Exploring DORA – the key features
The reliance of financial entities on the use of technology within their business infrastructure is increasingly on the rise, given that it helps save on costs, increases efficiency and ultimately benefits consumers by offering a better end product. A number of insurance undertakings are in fact increasingly incorporating ‘tech’ within their product-lines and services, as well as within their operational functions in the course of creating, distributing or administering insurance products.

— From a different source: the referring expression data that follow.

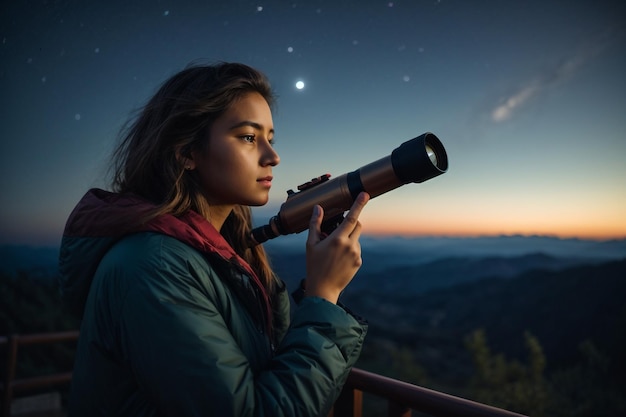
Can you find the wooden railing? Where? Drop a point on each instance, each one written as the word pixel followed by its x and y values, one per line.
pixel 14 387
pixel 401 397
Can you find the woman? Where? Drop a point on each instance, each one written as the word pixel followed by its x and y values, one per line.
pixel 179 316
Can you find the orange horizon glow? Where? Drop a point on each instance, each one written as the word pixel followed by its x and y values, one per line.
pixel 481 230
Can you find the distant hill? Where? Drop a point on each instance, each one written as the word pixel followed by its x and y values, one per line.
pixel 561 308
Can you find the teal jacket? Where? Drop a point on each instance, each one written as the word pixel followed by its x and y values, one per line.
pixel 176 324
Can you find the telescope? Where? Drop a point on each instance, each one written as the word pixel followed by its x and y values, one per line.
pixel 414 161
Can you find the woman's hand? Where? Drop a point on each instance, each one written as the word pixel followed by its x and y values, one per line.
pixel 333 261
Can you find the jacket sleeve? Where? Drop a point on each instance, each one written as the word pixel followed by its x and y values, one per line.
pixel 186 360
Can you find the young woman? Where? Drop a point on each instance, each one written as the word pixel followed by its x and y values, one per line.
pixel 179 316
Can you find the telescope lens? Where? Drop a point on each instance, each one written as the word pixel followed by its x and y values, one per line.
pixel 431 154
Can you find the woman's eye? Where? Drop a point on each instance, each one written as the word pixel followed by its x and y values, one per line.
pixel 248 138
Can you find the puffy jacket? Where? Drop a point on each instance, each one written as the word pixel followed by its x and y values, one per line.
pixel 176 324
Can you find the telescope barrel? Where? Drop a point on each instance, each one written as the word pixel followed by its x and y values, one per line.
pixel 416 160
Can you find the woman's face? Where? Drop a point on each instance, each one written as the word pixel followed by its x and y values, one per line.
pixel 236 166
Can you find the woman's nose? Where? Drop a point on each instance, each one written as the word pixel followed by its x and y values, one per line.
pixel 270 156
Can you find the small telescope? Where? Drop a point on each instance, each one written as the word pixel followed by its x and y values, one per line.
pixel 416 160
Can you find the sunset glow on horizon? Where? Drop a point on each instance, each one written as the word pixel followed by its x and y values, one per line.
pixel 532 121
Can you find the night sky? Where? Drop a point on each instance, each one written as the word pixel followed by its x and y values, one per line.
pixel 528 97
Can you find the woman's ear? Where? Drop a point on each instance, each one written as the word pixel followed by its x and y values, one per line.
pixel 186 160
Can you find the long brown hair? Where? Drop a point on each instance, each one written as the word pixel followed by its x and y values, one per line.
pixel 172 124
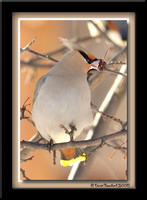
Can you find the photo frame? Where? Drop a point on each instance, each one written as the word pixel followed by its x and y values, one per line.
pixel 89 184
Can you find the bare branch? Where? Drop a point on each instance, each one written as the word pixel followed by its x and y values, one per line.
pixel 76 144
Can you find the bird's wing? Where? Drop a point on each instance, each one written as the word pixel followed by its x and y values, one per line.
pixel 38 86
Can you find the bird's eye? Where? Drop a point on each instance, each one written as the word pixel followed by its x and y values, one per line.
pixel 88 60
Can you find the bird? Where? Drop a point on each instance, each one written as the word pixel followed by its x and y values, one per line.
pixel 62 99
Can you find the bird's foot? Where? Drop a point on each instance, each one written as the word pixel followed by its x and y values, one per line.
pixel 49 145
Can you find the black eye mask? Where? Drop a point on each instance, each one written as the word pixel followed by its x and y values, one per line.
pixel 86 57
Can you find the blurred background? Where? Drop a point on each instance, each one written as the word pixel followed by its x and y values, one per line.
pixel 47 33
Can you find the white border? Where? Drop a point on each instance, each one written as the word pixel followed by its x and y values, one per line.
pixel 53 19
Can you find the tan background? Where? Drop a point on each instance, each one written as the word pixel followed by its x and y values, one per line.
pixel 41 167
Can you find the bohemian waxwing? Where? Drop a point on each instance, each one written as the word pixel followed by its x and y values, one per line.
pixel 62 97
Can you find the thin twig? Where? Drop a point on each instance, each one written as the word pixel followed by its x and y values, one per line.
pixel 76 144
pixel 104 35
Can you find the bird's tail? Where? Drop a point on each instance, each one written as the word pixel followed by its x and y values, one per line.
pixel 71 156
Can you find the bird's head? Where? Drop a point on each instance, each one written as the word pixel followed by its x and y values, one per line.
pixel 81 54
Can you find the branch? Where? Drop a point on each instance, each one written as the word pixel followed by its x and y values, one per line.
pixel 104 35
pixel 76 144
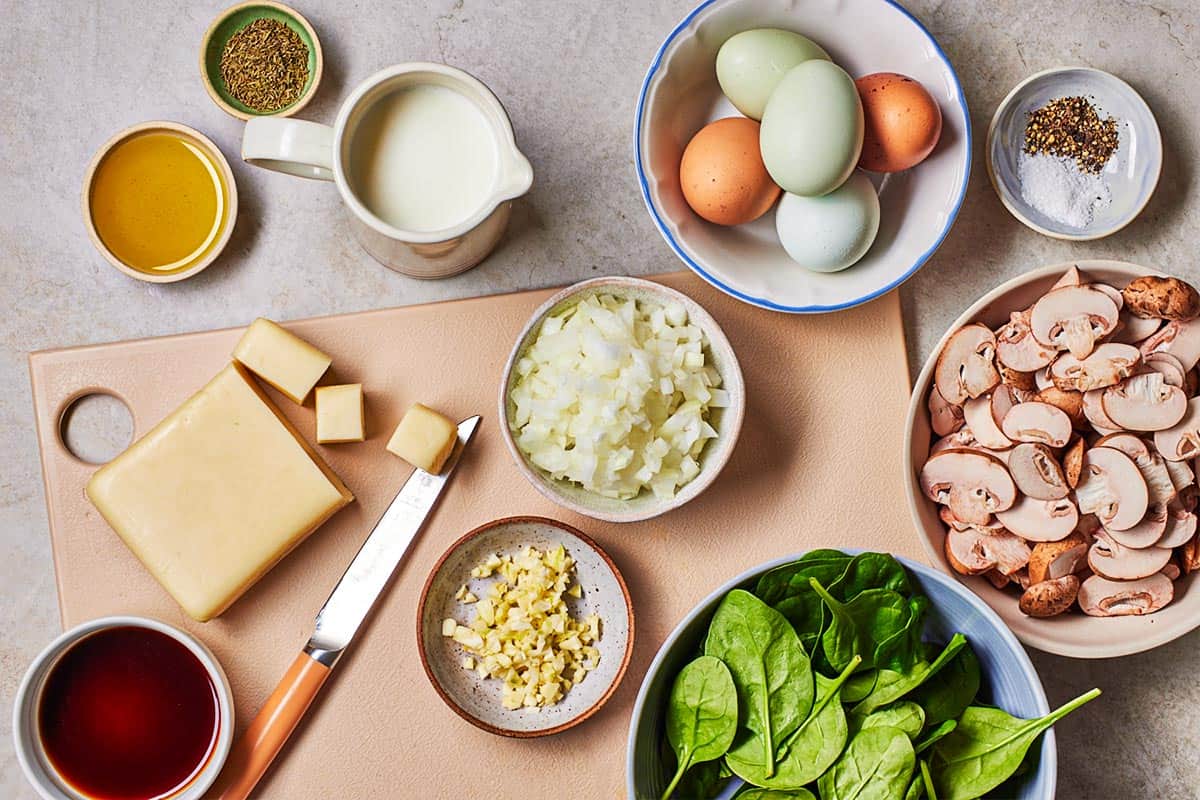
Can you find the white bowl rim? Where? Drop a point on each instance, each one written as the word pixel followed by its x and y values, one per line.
pixel 28 751
pixel 1049 763
pixel 1030 635
pixel 729 434
pixel 762 302
pixel 1086 235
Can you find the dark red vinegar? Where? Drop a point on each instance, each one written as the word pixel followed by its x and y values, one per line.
pixel 129 714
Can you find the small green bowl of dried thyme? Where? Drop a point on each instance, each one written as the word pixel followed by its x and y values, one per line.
pixel 261 59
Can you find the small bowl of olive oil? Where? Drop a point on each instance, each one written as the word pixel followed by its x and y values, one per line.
pixel 160 202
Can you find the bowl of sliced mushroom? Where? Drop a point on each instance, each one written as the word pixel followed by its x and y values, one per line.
pixel 1051 444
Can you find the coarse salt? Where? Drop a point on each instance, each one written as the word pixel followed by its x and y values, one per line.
pixel 1059 190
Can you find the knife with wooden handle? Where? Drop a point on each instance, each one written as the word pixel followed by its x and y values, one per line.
pixel 337 623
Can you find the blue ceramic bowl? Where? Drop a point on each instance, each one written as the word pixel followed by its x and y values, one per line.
pixel 1009 679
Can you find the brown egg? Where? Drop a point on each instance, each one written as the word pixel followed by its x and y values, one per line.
pixel 903 122
pixel 723 176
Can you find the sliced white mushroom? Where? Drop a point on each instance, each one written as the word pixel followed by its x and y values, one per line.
pixel 1017 348
pixel 1098 596
pixel 1181 340
pixel 966 366
pixel 1037 473
pixel 943 417
pixel 1119 563
pixel 1181 440
pixel 1073 318
pixel 1111 487
pixel 1050 560
pixel 1039 521
pixel 1145 402
pixel 972 552
pixel 972 483
pixel 978 415
pixel 1037 422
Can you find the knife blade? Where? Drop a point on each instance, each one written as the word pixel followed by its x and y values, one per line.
pixel 337 623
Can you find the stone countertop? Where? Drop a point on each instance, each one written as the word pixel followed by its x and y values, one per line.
pixel 569 74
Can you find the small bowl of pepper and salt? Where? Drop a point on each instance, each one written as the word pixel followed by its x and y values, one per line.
pixel 1074 152
pixel 261 59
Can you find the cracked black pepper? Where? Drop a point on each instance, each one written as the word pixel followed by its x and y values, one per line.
pixel 265 65
pixel 1071 127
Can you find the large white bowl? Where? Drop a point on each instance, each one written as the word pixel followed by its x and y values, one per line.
pixel 681 95
pixel 1073 633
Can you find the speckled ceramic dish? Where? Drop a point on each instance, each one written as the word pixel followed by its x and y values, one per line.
pixel 726 421
pixel 1131 174
pixel 478 699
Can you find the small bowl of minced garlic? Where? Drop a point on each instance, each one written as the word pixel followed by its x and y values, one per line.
pixel 525 627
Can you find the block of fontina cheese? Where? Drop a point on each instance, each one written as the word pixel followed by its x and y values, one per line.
pixel 216 493
pixel 281 359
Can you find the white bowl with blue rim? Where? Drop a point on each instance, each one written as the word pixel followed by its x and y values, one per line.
pixel 681 95
pixel 1129 176
pixel 1009 679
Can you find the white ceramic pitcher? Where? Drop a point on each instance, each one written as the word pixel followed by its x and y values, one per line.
pixel 319 151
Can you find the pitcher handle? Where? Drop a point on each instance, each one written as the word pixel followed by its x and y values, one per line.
pixel 291 146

On the flip side, cyber risks and cyberattacks are also increasing exponentially, and this may lead to financial entities suffering both financial loss as well as reputational damage. The European Commission has been working on a wide package of ‘tech’ legislative proposals, one of these being the Proposal for a Regulation Of The European Parliament And Of The Council on digital operational resilience for the financial sector and amending Regulations (EC) No 1060/2009, (EU) No 648/2012, (EU) No 600/2014 and (EU) No 909/2014, (‘‘DORA’’), in an effort to reduce these risks.
Scope of DORA
DORA casts a wide net and captures several financial entities within its parameters, including credit institutions, electronic money institutions, investment firms, insurance and reinsurance undertakings and insurance intermediaries, reinsurance intermediaries and ancillary insurance intermediaries.
DORA aims to not only offer safeguards to consumers and the market, but it also aims to consolidate and improve upon information communication technology and ICT risk requirements whilst creating a new oversight framework for critical ICT third-party service providers which offer ICT services to financial entities. The new rules that DORA is proposing will also serve to create a robust framework aimed at boosting the IT security of the financial sector which will be able to withstand ICT related disruptions and tests. Given that financial entities heavily depend on cloud computing for storing their data and providing their services to consumers, certain proposed provisions of DORA will also deal with creating an oversight framework on third parties that provide critical services such as inter alia cloud computing, to financial entities.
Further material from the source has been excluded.